Thread: Idea for making COPY data Microsoft-proof

Idea for making COPY data Microsoft-proof

From
Tom Lane
Date:
Okay, I think I've seen one too many reports of corrupted pg_dump data
caused by Microslothish newline-to-CR/LF translation.  We need to find
a way to make COPY data proof against that brain damage.

The best idea that comes to mind is as follows:

1. During COPY OUT, convert carriage returns and newlines in
data being copied out to the two-character sequences \ r and \ n.
(This will already work properly with the existing COPY IN logic,
since it recognizes those escape sequences.)

2. During COPY IN, discard \r if it appears just before \n.  (This
must occur before de-backslashing, so that the sequence \ \r \n
will be interpreted as a quoted newline.  That way, an existing
dump file that represents a data newline as \ \n will be correctly
read even if it's been Microsoft-munged to \ \r \n.)
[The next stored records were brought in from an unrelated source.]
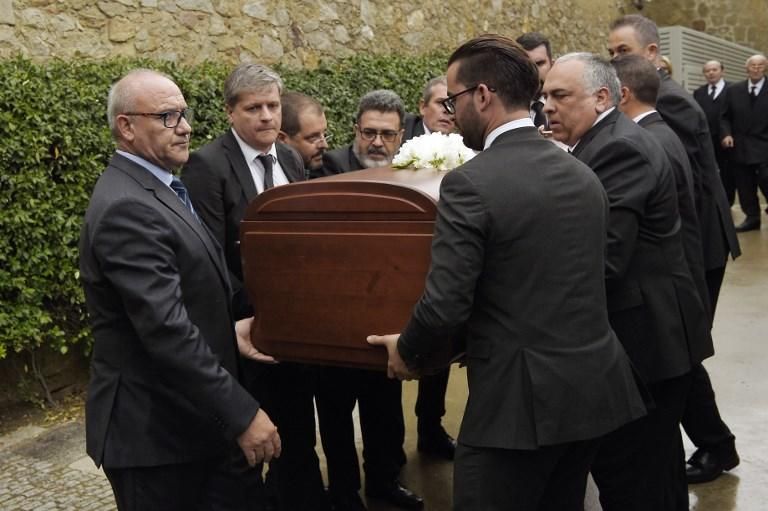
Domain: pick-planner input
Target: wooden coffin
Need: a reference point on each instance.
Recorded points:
(330, 261)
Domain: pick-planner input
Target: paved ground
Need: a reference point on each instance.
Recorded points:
(46, 468)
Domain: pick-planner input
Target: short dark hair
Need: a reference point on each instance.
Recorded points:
(638, 75)
(293, 104)
(500, 63)
(645, 28)
(381, 100)
(532, 40)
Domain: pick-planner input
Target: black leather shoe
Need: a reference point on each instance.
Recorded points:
(438, 444)
(350, 501)
(708, 465)
(749, 224)
(395, 494)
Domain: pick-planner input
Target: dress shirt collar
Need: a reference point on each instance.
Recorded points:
(758, 85)
(163, 175)
(508, 126)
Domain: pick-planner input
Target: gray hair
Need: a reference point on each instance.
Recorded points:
(249, 78)
(757, 56)
(382, 100)
(122, 96)
(598, 73)
(426, 94)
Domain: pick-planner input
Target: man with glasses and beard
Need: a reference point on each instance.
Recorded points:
(524, 286)
(378, 134)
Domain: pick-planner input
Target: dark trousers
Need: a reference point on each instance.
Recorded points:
(381, 424)
(641, 466)
(726, 172)
(430, 403)
(748, 179)
(701, 419)
(550, 478)
(286, 392)
(207, 485)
The second part of this would have a small backwards-compatibility
problem: when reading an old dump file (one made by COPY OUT before
the above change) it would be possible for it to discard a \r that
is legitimately part of the data.  That would only happen if the \r
was the last real data character on the line.  Notice that if the
\r precedes a data \n character, the \n will be represented as \ \n
by existing COPY OUT, or by \ n by COPY OUT with the above change;
either way, the \r is followed by a backslash and will not be dropped.
So this change to COPY IN would not cause it to fail with old data
values containing \r\n sequences, only with those ending with a bare \r.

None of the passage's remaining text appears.